Temuan awak media di lapangan memperkuat dugaan tersebut. Di area yang telah dipoliceline, masih tampak satu unit alat berat serta bak kolam penyiraman berkapasitas ribuan ember yang diduga siap digunakan untuk proses pengolahan emas.
Menanggapi kondisi ini, Ormas Laskar Anti Korupsi Indonesia (LAKI) melalui Indra Mamonto menilai adanya indikasi pembangkangan terhadap hukum. Menurutnya, jika benar aktivitas masih berjalan di lokasi yang sudah disegel, maka perlu ada tindakan lanjutan yang lebih tegas dari kepolisian.
“Kalau sudah dipoliceline tapi masih ada kegiatan diam-diam, ini jelas bentuk pembangkangan hukum. Jangan sampai hanya sebagian lokasi yang disegel, sementara area lain dibiarkan untuk mengelabui masyarakat,” ujar Indra, Rabu (24/12/2025).

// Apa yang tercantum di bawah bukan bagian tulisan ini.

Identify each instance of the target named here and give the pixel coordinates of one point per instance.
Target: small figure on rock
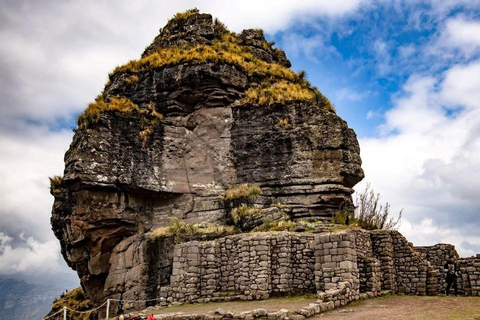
(451, 269)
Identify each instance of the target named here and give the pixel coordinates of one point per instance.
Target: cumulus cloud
(55, 57)
(30, 256)
(426, 159)
(352, 95)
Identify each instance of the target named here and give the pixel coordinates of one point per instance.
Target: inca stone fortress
(204, 110)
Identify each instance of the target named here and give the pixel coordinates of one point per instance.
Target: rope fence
(107, 303)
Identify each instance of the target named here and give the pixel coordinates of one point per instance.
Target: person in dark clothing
(450, 268)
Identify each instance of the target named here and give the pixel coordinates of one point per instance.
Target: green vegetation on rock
(181, 229)
(55, 182)
(244, 190)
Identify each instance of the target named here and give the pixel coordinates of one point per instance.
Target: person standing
(451, 269)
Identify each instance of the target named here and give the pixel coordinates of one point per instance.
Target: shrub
(373, 215)
(244, 190)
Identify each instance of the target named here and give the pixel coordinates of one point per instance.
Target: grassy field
(387, 307)
(409, 308)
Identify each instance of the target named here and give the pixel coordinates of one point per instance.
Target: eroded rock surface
(122, 178)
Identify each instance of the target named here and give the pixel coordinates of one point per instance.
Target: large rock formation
(202, 110)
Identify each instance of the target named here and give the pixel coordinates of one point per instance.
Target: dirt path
(273, 304)
(388, 307)
(409, 308)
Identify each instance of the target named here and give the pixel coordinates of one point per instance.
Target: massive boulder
(201, 111)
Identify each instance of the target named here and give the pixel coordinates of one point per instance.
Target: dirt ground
(273, 304)
(388, 307)
(409, 308)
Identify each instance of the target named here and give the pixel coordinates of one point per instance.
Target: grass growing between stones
(291, 302)
(280, 92)
(121, 105)
(181, 229)
(75, 300)
(55, 182)
(242, 191)
(286, 85)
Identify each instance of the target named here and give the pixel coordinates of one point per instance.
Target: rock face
(124, 177)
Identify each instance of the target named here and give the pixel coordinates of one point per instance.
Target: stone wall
(437, 255)
(338, 267)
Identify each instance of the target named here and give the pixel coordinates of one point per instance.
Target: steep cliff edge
(202, 110)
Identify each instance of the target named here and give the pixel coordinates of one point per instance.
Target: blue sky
(404, 74)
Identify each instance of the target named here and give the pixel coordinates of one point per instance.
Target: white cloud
(29, 257)
(426, 160)
(311, 47)
(458, 38)
(26, 162)
(54, 59)
(350, 94)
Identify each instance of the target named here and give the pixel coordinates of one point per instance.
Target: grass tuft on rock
(242, 191)
(280, 92)
(185, 14)
(149, 116)
(55, 182)
(75, 300)
(239, 214)
(182, 229)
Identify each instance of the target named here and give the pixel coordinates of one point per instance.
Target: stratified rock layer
(119, 184)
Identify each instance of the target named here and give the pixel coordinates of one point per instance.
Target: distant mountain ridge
(20, 300)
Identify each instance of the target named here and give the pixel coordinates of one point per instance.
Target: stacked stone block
(437, 256)
(470, 275)
(383, 250)
(336, 264)
(410, 268)
(370, 275)
(339, 267)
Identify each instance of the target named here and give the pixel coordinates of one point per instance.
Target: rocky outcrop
(202, 110)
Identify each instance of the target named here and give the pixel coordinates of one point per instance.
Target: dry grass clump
(180, 228)
(55, 182)
(275, 225)
(150, 117)
(185, 14)
(279, 92)
(75, 300)
(132, 80)
(283, 123)
(222, 51)
(239, 214)
(244, 190)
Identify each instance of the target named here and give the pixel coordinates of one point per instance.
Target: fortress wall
(338, 267)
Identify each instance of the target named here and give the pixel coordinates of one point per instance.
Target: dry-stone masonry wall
(338, 267)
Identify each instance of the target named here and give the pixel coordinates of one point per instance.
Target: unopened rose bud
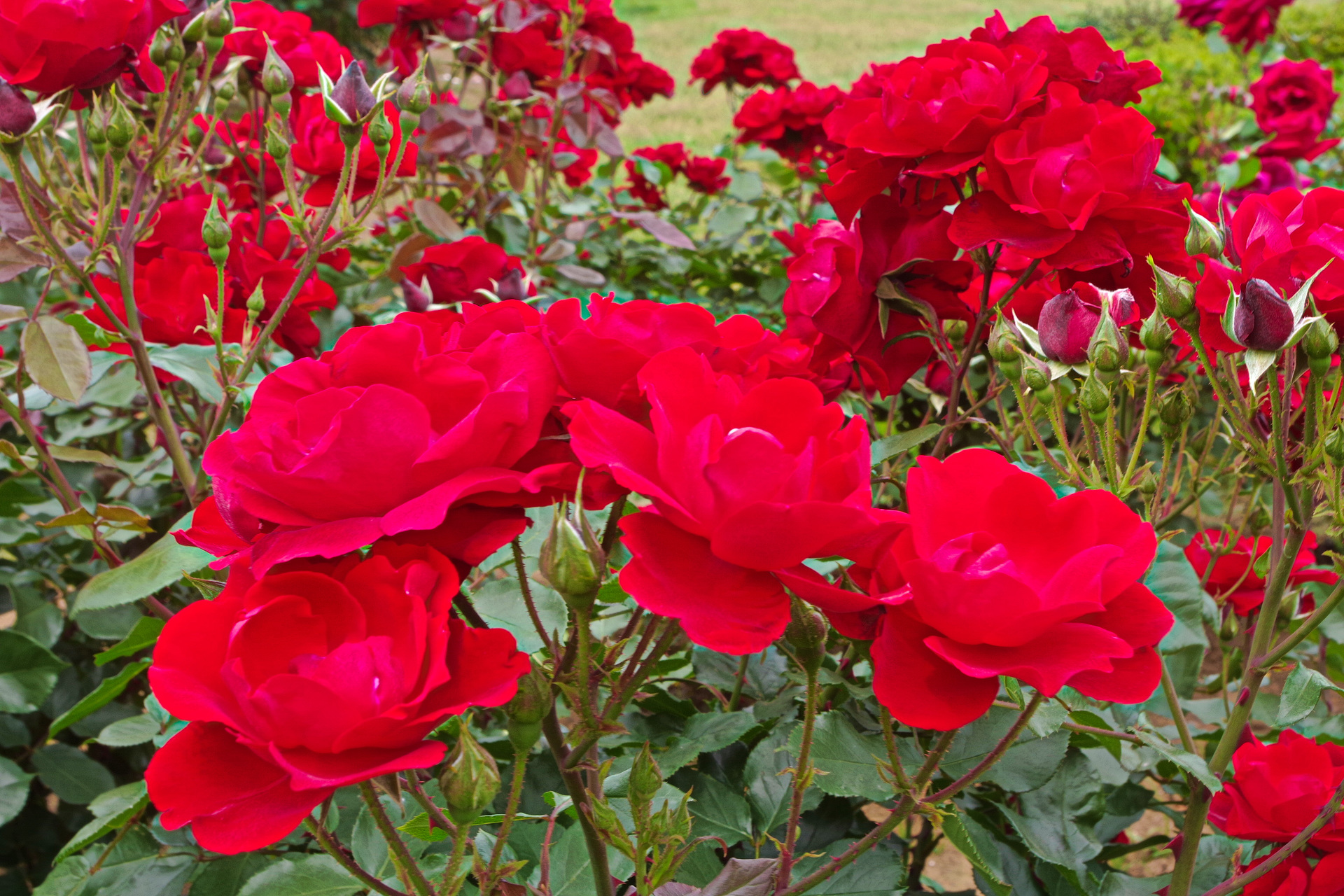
(1320, 343)
(527, 708)
(645, 780)
(416, 94)
(470, 780)
(1203, 237)
(1335, 445)
(1175, 295)
(806, 636)
(381, 132)
(353, 94)
(216, 230)
(1094, 398)
(17, 112)
(1174, 412)
(570, 562)
(414, 298)
(219, 19)
(1262, 318)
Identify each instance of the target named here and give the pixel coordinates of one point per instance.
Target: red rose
(1294, 878)
(788, 120)
(742, 482)
(1073, 186)
(706, 175)
(1294, 101)
(999, 577)
(1250, 22)
(1278, 790)
(832, 285)
(743, 58)
(320, 152)
(1079, 57)
(448, 414)
(940, 111)
(458, 272)
(315, 678)
(48, 46)
(302, 49)
(1234, 580)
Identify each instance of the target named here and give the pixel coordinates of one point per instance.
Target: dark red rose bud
(518, 86)
(1066, 328)
(354, 94)
(1264, 320)
(17, 112)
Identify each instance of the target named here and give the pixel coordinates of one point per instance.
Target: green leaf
(1301, 692)
(143, 636)
(718, 811)
(27, 672)
(73, 776)
(901, 442)
(106, 691)
(705, 732)
(977, 846)
(1190, 762)
(57, 358)
(192, 363)
(14, 789)
(421, 828)
(128, 732)
(847, 760)
(111, 811)
(1176, 584)
(162, 564)
(307, 876)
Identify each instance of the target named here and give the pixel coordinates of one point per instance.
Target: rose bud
(17, 112)
(353, 94)
(1203, 237)
(806, 636)
(470, 780)
(1262, 318)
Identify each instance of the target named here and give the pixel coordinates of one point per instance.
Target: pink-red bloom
(48, 46)
(1234, 580)
(743, 482)
(304, 50)
(999, 577)
(743, 58)
(447, 410)
(315, 678)
(1278, 789)
(1294, 101)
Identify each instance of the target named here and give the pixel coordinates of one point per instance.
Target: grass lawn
(834, 39)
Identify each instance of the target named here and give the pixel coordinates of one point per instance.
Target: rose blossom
(457, 272)
(1234, 580)
(743, 58)
(1294, 101)
(318, 676)
(742, 481)
(1278, 789)
(448, 412)
(999, 577)
(48, 46)
(304, 50)
(1073, 186)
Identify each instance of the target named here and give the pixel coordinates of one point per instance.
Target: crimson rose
(48, 46)
(742, 482)
(318, 676)
(999, 577)
(1278, 789)
(1294, 101)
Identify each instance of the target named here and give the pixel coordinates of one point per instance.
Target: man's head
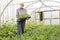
(22, 5)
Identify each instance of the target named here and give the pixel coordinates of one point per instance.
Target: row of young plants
(32, 32)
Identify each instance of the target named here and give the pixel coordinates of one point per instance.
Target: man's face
(22, 5)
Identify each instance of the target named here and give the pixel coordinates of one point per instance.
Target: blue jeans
(20, 27)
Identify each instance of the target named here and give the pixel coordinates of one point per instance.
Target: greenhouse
(44, 13)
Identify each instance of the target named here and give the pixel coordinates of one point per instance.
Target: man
(21, 23)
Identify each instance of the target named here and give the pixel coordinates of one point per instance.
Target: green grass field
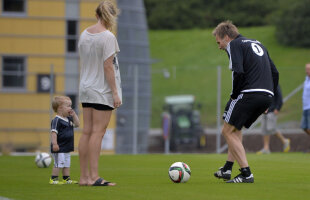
(195, 55)
(277, 176)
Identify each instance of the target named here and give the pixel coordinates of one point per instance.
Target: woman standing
(100, 89)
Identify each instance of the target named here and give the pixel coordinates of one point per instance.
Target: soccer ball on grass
(43, 160)
(179, 172)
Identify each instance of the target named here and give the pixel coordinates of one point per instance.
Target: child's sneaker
(55, 182)
(69, 181)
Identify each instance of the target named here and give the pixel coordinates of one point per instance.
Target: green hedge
(293, 25)
(187, 14)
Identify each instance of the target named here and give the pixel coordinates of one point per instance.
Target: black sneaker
(242, 179)
(226, 175)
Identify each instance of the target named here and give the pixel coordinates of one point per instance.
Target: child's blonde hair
(58, 101)
(107, 13)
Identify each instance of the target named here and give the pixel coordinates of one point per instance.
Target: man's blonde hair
(58, 101)
(226, 28)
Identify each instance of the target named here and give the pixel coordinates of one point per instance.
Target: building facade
(38, 59)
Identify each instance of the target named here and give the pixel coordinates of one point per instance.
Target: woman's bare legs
(83, 146)
(101, 120)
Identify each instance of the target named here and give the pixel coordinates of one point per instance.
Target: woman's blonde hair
(226, 28)
(58, 101)
(107, 13)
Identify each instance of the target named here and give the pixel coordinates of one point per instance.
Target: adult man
(269, 124)
(254, 79)
(305, 122)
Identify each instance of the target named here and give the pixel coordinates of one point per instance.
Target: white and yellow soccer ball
(43, 160)
(179, 172)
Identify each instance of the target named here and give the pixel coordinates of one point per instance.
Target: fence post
(135, 110)
(218, 109)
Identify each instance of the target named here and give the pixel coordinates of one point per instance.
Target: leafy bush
(184, 14)
(293, 25)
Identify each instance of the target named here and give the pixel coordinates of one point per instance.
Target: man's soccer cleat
(242, 179)
(55, 182)
(287, 146)
(226, 175)
(263, 151)
(69, 181)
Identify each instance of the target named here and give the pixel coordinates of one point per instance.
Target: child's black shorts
(244, 110)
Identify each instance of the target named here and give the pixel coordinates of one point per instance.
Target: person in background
(305, 122)
(62, 137)
(269, 124)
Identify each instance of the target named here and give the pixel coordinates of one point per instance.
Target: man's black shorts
(244, 110)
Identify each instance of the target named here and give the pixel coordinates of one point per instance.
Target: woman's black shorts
(97, 106)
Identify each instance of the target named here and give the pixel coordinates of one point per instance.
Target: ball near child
(179, 172)
(43, 160)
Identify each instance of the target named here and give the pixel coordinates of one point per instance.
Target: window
(14, 6)
(72, 36)
(13, 73)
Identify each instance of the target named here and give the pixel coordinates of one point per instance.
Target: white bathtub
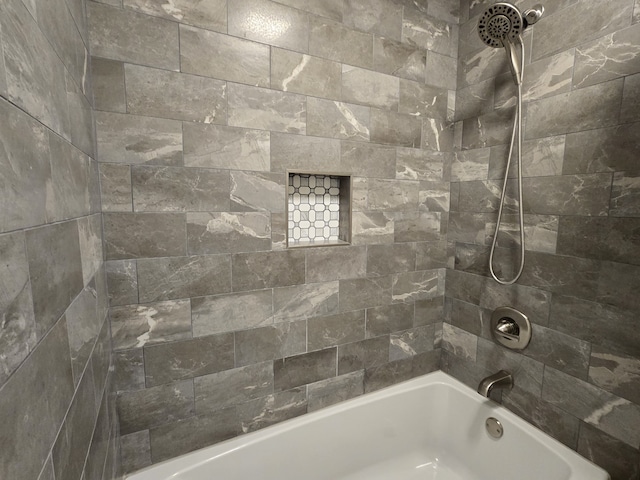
(429, 428)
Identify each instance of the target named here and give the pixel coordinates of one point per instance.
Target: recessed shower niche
(318, 209)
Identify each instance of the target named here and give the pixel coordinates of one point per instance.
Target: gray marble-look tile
(211, 14)
(334, 390)
(138, 235)
(183, 277)
(268, 22)
(257, 191)
(268, 343)
(305, 301)
(217, 146)
(592, 107)
(55, 270)
(131, 37)
(228, 313)
(171, 189)
(122, 282)
(399, 59)
(138, 140)
(233, 387)
(180, 96)
(19, 327)
(228, 232)
(252, 271)
(196, 432)
(115, 187)
(155, 406)
(334, 41)
(134, 326)
(224, 57)
(364, 354)
(327, 118)
(609, 413)
(306, 368)
(300, 73)
(260, 108)
(187, 359)
(324, 332)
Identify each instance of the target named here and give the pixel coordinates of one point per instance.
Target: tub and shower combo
(429, 428)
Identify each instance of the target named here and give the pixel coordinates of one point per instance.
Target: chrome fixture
(501, 26)
(510, 328)
(502, 379)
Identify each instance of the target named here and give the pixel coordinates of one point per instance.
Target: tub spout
(502, 379)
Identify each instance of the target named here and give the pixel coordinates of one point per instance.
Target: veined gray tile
(411, 342)
(270, 342)
(228, 313)
(55, 270)
(396, 58)
(305, 301)
(35, 76)
(391, 128)
(254, 271)
(25, 165)
(324, 332)
(421, 285)
(160, 93)
(217, 146)
(368, 160)
(171, 189)
(334, 41)
(224, 57)
(257, 191)
(422, 100)
(122, 282)
(381, 17)
(429, 33)
(587, 108)
(327, 264)
(372, 227)
(211, 14)
(605, 150)
(138, 140)
(553, 35)
(16, 304)
(152, 407)
(364, 354)
(423, 165)
(327, 118)
(131, 37)
(300, 73)
(187, 359)
(233, 387)
(370, 88)
(334, 390)
(601, 238)
(227, 232)
(115, 187)
(306, 368)
(134, 326)
(254, 107)
(359, 293)
(272, 409)
(609, 413)
(293, 152)
(138, 235)
(183, 277)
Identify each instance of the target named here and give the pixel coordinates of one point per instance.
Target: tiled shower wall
(579, 380)
(55, 402)
(201, 108)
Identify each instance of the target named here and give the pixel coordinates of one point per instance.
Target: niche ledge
(318, 209)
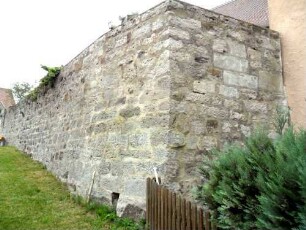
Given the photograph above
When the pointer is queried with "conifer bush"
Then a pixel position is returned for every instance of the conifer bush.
(261, 185)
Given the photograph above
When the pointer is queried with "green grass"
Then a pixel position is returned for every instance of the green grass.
(32, 198)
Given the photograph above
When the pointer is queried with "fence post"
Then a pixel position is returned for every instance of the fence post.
(166, 211)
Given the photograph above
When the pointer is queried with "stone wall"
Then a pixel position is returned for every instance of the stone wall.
(158, 91)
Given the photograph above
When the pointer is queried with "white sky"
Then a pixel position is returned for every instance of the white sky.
(52, 32)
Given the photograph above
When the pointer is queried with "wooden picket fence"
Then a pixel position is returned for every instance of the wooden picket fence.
(167, 210)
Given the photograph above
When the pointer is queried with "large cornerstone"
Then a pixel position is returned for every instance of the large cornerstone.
(160, 91)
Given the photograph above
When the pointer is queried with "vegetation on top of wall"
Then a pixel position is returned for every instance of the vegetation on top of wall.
(45, 83)
(21, 90)
(259, 186)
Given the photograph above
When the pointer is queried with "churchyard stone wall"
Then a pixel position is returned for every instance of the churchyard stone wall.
(159, 91)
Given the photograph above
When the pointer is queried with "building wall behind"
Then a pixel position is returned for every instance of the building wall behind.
(159, 91)
(289, 19)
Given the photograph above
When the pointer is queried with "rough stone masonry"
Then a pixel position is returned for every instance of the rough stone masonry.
(158, 91)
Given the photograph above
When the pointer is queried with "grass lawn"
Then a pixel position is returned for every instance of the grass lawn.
(32, 198)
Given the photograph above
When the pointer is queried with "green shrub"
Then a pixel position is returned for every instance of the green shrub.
(45, 83)
(259, 186)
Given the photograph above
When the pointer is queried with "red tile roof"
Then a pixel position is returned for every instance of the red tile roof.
(6, 97)
(252, 11)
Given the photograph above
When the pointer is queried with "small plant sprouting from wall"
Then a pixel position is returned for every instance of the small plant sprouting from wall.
(46, 82)
(282, 118)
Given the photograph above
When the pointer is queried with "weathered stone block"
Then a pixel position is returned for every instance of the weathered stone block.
(270, 81)
(207, 143)
(186, 23)
(237, 49)
(256, 107)
(240, 79)
(220, 46)
(176, 139)
(204, 86)
(230, 62)
(129, 112)
(227, 91)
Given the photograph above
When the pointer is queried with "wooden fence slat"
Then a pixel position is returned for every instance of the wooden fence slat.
(178, 212)
(159, 216)
(162, 210)
(148, 200)
(183, 214)
(200, 219)
(153, 206)
(207, 220)
(156, 207)
(173, 211)
(194, 217)
(168, 211)
(166, 208)
(188, 215)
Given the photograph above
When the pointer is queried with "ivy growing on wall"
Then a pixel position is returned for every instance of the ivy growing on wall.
(46, 82)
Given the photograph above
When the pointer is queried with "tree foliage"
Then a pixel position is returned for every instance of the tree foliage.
(46, 82)
(259, 186)
(20, 90)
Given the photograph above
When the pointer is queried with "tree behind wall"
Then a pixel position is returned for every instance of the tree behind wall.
(259, 186)
(20, 90)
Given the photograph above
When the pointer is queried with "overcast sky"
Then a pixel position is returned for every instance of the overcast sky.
(52, 32)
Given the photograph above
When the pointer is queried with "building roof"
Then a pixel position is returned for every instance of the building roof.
(6, 97)
(252, 11)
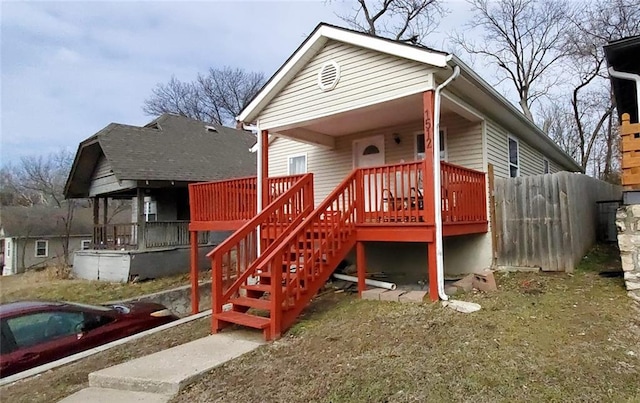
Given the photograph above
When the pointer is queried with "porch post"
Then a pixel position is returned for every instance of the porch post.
(96, 221)
(140, 221)
(265, 167)
(361, 266)
(105, 210)
(428, 103)
(195, 294)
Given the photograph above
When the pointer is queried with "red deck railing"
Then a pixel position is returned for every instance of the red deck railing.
(310, 253)
(390, 194)
(235, 259)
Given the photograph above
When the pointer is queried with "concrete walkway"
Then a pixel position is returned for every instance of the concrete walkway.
(157, 377)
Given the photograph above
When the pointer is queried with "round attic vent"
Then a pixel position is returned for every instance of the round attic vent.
(328, 76)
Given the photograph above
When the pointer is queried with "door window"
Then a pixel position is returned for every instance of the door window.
(420, 146)
(297, 164)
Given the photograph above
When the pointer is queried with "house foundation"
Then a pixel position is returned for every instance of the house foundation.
(628, 223)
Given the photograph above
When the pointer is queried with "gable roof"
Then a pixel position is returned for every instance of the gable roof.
(484, 95)
(169, 148)
(622, 55)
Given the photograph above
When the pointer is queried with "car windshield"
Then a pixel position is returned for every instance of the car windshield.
(88, 306)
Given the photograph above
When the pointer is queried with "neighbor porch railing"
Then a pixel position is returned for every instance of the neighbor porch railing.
(630, 148)
(157, 234)
(115, 236)
(395, 193)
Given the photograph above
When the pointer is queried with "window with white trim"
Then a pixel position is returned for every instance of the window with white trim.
(42, 248)
(514, 158)
(297, 164)
(443, 145)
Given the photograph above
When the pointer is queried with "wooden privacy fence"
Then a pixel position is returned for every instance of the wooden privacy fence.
(547, 221)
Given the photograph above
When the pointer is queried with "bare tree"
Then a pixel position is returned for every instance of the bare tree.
(40, 180)
(405, 20)
(592, 103)
(523, 38)
(218, 96)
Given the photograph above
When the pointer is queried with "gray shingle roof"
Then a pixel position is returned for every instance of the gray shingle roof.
(179, 149)
(170, 148)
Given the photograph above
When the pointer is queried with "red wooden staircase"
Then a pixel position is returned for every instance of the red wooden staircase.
(301, 247)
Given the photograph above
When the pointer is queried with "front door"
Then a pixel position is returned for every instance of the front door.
(369, 152)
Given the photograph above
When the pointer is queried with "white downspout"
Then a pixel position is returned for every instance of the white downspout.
(436, 183)
(259, 179)
(628, 76)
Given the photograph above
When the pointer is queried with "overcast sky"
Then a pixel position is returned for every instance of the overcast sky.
(71, 68)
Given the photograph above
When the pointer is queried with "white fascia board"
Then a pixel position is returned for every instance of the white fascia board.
(282, 77)
(385, 46)
(513, 111)
(314, 43)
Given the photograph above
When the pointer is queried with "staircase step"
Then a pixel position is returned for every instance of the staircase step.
(244, 319)
(263, 304)
(259, 287)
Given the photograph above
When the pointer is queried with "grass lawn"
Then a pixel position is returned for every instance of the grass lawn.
(44, 285)
(541, 337)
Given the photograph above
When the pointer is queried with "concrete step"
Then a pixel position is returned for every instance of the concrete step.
(169, 371)
(103, 395)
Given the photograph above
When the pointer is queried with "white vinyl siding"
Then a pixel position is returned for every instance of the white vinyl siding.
(41, 248)
(330, 167)
(297, 164)
(530, 159)
(366, 77)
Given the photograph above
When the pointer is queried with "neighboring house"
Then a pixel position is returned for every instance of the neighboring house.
(364, 115)
(624, 71)
(151, 166)
(35, 237)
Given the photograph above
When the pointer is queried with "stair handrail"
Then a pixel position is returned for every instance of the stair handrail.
(273, 258)
(304, 185)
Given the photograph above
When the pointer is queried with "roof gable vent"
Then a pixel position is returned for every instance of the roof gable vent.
(328, 76)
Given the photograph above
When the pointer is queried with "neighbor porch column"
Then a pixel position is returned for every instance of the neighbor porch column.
(140, 221)
(361, 267)
(195, 295)
(96, 221)
(428, 104)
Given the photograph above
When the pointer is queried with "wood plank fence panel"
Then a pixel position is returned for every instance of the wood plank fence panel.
(547, 221)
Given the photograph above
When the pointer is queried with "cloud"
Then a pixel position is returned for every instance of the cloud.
(71, 68)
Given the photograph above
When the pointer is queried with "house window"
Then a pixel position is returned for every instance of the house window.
(42, 248)
(514, 158)
(150, 209)
(420, 145)
(297, 164)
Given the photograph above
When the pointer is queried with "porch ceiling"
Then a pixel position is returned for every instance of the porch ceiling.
(396, 112)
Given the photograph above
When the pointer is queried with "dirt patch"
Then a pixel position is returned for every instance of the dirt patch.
(44, 285)
(540, 337)
(58, 383)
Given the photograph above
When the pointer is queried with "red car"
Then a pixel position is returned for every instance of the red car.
(37, 332)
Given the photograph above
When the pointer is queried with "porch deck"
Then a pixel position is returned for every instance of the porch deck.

Indra juga menyoroti proses penertiban yang dinilai janggal. Pasalnya, saat aparat melakukan penindakan, lokasi tambang tiba-tiba dalam kondisi kosong tanpa satu pun pekerja. Hal ini memunculkan dugaan adanya kebocoran informasi sebelum operasi dilakukan.
“Yang tersisa hanya alat berat dan sejumlah bukti lainnya. Ini menguatkan dugaan adanya jaringan terorganisir, bahkan tidak menutup kemungkinan ada oknum yang memback up aktivitas PETI tersebut,” tambahnya.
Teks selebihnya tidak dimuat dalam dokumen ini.